If one believes the Gospel stories, Christ challenged the hate, hypocrisy and self-aggrandizement of the Jewish religious leader of his time and ultimately paid a high price on the cross. He rightly called out the self-anointed, falsely pious Pharisees and others who made the Jewish law into something ugly used to persecute and denigrate others, especially those who did not adhere to the legalism loved by the Pharisee crowd. While by no means a Christ equivalent, Krzysztof Charamsa, a former official at Congregation for the Doctrine of the Faith — a/k/a the Inquisition has played a similar role and been booted from his position and attacked by the bitter old men who inhabit the Vatican, many of whom are closeted gays (or in some cases closeted until behind closed doors). I applaud Charamsa's actions, although many gay Catholics do not. Gay Catholics who in my view cannot let go of their own self-loathing and masochism that keeps them in an institution that despises them and denigrates them. A piece in the Washington Post looks at Charamsa's journey with which I can identify having been brought up Catholic and having remained in the Church far longer than I should have. Here are article highlights:
Charamsa is unbowed. The church, he said, has deployed “Nazi words” against gays, and the time has come to respond. Referring to the 1969 New York riots that became a milestone in the American gay rights movement, he said, “The church needs a Stonewall.”
When Charamsa was young, the church’s teachings on homosexuality — something it calls an “intrinsic moral evil” — led him to personal torment and self-hate, he said. Today, he blames the church’s grip on largely Catholic Poland for a powerful strain of homophobia that still lingers there.
“It was the horrible problem of my life,” he said. “It was like hell. I prayed for years for God to take away this illness.”
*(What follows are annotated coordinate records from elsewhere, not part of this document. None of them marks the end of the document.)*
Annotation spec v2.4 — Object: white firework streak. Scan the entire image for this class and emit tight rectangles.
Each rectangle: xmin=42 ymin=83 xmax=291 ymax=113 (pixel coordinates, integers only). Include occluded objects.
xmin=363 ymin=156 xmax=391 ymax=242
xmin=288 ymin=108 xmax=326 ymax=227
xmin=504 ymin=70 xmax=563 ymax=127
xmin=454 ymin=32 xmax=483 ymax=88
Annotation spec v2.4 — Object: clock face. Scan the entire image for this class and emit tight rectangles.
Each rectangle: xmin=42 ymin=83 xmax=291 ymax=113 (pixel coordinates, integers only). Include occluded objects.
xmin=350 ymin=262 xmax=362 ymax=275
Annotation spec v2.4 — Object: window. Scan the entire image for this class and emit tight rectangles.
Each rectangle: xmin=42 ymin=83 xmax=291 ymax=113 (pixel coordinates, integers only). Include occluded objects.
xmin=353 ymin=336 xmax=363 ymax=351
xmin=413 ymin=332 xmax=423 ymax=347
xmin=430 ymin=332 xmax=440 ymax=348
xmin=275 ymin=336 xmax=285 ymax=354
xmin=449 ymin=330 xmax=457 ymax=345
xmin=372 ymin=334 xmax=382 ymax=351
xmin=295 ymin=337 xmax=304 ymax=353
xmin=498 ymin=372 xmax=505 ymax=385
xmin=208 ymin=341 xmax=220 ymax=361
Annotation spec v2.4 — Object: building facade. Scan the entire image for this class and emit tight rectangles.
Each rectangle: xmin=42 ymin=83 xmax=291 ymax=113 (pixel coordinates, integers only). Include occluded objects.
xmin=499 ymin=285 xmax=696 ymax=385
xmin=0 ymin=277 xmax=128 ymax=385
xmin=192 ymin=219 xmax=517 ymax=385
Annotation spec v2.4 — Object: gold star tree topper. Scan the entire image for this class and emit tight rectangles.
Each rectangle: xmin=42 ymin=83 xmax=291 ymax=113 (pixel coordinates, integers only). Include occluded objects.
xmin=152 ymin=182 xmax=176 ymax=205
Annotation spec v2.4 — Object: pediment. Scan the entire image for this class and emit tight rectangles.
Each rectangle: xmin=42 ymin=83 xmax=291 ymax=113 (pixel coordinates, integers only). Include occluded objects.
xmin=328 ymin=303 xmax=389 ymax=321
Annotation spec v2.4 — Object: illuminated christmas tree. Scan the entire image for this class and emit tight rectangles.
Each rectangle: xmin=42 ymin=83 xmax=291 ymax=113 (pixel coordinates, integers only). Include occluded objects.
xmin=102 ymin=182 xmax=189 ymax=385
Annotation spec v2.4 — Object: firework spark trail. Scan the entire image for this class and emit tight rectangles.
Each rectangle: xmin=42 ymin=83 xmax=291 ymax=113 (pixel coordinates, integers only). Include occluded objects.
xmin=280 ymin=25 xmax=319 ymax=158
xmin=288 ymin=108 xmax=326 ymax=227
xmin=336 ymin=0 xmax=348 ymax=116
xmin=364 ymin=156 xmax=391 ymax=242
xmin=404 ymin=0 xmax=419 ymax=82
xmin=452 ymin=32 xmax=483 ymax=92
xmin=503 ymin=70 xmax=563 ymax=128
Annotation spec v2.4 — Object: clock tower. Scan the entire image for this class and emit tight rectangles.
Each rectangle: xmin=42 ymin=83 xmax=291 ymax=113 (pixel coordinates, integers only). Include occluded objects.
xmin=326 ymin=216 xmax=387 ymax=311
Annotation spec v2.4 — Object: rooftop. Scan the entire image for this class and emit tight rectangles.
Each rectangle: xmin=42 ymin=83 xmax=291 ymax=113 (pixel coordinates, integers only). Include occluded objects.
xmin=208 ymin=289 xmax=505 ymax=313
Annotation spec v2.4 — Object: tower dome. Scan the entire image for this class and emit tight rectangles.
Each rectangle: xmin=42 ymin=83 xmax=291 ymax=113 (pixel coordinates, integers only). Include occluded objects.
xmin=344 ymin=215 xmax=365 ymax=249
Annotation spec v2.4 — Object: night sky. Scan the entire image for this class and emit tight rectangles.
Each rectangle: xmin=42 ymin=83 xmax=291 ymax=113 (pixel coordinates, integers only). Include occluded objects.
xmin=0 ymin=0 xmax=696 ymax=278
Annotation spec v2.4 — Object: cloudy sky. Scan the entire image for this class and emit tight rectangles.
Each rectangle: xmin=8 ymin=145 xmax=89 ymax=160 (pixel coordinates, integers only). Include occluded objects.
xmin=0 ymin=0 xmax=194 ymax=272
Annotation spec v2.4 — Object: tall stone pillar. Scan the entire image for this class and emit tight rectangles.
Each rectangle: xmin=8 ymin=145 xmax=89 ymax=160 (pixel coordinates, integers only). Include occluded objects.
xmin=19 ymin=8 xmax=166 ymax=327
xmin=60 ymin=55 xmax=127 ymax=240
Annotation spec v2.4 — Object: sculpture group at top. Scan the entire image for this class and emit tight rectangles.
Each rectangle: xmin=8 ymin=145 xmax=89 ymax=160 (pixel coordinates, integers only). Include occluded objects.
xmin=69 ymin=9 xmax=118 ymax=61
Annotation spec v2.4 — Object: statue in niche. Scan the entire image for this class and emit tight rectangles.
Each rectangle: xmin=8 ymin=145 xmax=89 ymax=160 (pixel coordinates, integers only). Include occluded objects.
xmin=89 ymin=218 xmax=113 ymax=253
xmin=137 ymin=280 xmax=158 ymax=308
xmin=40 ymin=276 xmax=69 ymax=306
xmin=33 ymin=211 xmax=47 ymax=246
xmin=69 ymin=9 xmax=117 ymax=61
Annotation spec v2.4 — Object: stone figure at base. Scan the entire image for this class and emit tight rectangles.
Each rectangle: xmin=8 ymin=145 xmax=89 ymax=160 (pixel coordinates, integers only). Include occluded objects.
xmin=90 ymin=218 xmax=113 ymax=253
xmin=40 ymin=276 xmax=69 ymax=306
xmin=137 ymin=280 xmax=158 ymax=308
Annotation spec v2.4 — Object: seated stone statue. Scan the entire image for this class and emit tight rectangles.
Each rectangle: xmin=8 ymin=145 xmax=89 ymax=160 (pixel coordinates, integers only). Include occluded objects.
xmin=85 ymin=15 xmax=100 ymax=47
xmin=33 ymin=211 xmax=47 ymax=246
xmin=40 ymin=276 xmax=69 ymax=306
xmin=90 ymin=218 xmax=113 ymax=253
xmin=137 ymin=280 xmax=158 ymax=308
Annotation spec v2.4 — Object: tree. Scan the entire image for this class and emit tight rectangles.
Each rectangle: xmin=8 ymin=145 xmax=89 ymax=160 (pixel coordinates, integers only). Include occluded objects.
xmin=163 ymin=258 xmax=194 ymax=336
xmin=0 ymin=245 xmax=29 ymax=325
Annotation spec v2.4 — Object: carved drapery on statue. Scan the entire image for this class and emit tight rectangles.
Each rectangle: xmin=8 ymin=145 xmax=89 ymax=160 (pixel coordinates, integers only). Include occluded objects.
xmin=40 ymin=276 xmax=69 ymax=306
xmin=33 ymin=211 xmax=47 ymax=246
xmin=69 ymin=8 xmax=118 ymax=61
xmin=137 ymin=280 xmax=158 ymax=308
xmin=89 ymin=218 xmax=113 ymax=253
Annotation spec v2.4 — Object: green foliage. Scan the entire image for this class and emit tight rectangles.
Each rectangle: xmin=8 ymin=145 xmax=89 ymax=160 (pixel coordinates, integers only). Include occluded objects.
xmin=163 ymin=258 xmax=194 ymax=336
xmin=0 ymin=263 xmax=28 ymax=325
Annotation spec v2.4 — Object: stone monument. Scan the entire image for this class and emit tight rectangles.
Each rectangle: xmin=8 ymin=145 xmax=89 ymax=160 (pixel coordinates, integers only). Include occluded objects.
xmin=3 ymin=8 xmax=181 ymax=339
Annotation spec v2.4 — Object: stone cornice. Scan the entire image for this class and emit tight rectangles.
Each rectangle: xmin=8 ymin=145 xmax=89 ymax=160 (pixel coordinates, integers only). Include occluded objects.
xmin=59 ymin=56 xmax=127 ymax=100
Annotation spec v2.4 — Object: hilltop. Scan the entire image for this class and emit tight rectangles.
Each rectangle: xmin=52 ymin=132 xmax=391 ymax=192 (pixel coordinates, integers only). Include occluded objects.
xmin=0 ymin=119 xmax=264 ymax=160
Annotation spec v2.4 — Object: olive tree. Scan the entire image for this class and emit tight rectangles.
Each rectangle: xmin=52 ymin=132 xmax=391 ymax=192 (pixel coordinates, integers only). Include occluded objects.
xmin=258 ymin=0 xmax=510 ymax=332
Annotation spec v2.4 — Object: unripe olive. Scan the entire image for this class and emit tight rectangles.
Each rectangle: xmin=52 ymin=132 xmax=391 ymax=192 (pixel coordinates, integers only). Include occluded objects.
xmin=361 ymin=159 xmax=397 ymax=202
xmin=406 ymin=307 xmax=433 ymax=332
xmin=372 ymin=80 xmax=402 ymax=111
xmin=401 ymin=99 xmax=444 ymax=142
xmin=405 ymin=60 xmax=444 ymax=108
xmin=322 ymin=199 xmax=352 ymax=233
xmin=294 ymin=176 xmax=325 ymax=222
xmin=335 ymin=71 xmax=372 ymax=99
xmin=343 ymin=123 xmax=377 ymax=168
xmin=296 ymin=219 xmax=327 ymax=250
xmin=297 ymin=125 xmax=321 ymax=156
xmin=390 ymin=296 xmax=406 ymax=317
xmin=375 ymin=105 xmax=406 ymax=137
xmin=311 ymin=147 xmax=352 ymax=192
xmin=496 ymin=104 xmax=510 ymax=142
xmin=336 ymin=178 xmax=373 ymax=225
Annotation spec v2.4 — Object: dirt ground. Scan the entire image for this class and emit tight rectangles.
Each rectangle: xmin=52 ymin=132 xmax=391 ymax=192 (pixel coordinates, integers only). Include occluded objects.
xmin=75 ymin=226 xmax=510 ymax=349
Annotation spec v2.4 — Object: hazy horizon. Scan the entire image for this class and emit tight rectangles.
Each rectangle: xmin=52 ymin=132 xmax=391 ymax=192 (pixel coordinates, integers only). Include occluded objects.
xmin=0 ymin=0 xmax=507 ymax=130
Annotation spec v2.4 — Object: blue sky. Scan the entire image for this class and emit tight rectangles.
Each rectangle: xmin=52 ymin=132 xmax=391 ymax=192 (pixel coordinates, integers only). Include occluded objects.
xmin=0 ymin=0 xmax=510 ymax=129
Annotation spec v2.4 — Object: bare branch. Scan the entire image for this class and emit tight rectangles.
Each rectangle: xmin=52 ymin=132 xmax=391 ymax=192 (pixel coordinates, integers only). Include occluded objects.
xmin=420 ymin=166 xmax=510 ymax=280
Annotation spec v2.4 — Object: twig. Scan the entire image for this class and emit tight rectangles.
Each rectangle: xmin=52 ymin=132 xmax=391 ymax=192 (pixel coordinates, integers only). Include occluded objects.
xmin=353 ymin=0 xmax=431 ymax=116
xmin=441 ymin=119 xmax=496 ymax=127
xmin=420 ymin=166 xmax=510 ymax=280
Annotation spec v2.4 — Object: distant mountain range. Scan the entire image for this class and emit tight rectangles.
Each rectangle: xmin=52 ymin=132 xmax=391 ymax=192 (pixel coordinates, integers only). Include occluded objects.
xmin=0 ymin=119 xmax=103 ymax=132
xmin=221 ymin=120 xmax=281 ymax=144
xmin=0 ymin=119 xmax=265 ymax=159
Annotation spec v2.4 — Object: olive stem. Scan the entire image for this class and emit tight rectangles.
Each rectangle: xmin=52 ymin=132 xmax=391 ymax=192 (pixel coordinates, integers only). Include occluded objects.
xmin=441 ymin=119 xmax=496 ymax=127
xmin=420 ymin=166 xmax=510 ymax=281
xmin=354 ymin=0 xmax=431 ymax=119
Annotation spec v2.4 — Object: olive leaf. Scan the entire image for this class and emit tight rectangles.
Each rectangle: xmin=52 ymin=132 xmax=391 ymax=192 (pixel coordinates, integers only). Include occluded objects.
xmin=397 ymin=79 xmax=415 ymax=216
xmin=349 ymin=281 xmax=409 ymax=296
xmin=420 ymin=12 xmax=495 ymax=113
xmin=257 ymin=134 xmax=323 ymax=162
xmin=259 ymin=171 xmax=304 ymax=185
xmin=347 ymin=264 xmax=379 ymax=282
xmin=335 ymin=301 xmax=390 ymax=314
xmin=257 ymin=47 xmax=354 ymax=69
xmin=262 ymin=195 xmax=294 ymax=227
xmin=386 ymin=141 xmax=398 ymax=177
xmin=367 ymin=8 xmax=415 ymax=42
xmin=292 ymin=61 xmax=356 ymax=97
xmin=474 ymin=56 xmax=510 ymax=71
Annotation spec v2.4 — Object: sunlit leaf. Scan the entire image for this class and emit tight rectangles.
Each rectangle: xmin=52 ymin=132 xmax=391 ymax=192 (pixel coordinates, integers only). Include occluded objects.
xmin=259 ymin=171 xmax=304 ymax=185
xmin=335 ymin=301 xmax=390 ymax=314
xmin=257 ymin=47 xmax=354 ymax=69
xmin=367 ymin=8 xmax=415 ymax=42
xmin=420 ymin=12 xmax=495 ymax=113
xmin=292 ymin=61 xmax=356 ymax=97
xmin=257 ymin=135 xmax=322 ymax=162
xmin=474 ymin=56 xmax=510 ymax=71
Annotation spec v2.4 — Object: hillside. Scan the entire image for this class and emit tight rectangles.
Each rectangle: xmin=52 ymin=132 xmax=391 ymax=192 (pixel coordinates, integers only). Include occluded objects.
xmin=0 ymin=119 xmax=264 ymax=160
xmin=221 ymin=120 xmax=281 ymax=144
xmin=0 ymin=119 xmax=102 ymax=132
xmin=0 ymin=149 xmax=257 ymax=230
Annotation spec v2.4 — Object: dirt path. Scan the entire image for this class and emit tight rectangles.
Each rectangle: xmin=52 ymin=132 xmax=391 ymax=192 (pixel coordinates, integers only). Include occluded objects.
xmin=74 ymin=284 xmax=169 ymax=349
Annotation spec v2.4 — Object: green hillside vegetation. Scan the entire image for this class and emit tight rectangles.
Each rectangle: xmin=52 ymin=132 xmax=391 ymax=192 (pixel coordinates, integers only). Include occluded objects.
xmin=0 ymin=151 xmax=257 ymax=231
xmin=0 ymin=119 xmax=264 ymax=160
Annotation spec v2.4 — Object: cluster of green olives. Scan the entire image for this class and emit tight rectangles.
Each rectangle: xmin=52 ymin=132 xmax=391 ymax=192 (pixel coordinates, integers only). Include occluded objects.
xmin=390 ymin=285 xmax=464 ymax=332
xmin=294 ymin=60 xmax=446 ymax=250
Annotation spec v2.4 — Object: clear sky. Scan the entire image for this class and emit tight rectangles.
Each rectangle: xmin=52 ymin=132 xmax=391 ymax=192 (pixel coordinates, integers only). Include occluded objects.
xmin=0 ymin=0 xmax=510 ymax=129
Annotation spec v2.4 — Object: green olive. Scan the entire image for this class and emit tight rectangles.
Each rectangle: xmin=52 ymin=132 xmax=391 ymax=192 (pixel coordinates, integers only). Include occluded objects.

His thinking had not changed, he said, when he began working at the Vatican in 2003, laboring in a mid-level administrative post and analyzing doctrinal papers. There are regular, if unofficial, social meetings of gay priests in Italy, including those from the Vatican, according to one gay priest who has attended them. But Charamsa says he was never part of that crowd.
Instead, until meeting Eduardo, he led a highly closeted life that allowed him to observe homophobia close up at the Congregation for the Doctrine of the Faith — once known as the Holy Office of the Inquisition.
Inside its halls, Charamsa said, the issue of homosexuality “is only spoken about in jokes.” He compares it to the macho climate of, say, a sports team. Modern textbooks on human sexuality are rarely, if ever, studied. He said he saw careers destroyed after clerics appeared to get soft on gays. Suspicion of being gay, meanwhile, was reason enough to bar the promotions of priests to higher ranks.
Any move toward a more accepting stance, he said, was routinely stamped out. He recalls, for instance, an “internal persecution” of Bishop Piero Marini in 2013 after the Vatican official openly called for recognition of the moral value of same-sex unions. The Congregation, Charamsa said, insisted the bishop clarify true church teachings.
On the day in July 2013 when Pope Francis responded “Who am I to judge?” after being asked a question about gay priests, Charamsa said, there was an uproar within the Congregation. Its conservative prefect, Cardinal Gerhard Müller, had “only bad things” to say about the pope in response, Charamsa said. The Vatican declined to comment on any of Charamsa’s allegations.
Today, he calls his highly public coming out a form of “protest,” one that came together recently after he accepted himself and came to feel that the church, not his sexual orientation, was the problem. He is now on a one-man mission to challenge its teachings — something he is doing in regular media interviews, a book he is penning, even a blunt letter to the pope in which he derided the church for its “diabolical instruction.” It is a series of decisions that have come with a high price.
Charamsa was evicted by the nun running the Rome convent where he had lived for years as a chaplain, he said. His brother’s children are being bullied at school, and his mother is facing pressure at her church in his native Poland, he added. The Vatican fired him on the spot, leaving him unemployed. And his bishop in Poland suspended him, stripping him of the right to wear the Roman collar and celebrate Mass.
Charamsa says that gay Catholics advocating less confrontational methods have thus far failed to produce results. He welcomes Francis’s more inclusive approach but also describes it as mostly “words.” Rather than being a product of his coming out, the lack of a new approach at the synod is the product of entrenched church thinking that needs to be more boldly challenged, he said.
I agree with him. The Vatican needs to be strongly and aggressively challenged and efforts need to be made to convince gay Catholics, their friends and families to leave in droves, making it clear why they are leaving. Similarly, any and all financial support of the Church and its affiliated entities needs to cease. All of this will take time, but if one looks at the Vatican, one thing alone gets its attention and prompts change: loss of members and loss of revenues. The Millennials are leaving the Church in droves. Others need to do likewise. The condemnation of the Church and its lies and hypocrisy also must not cease.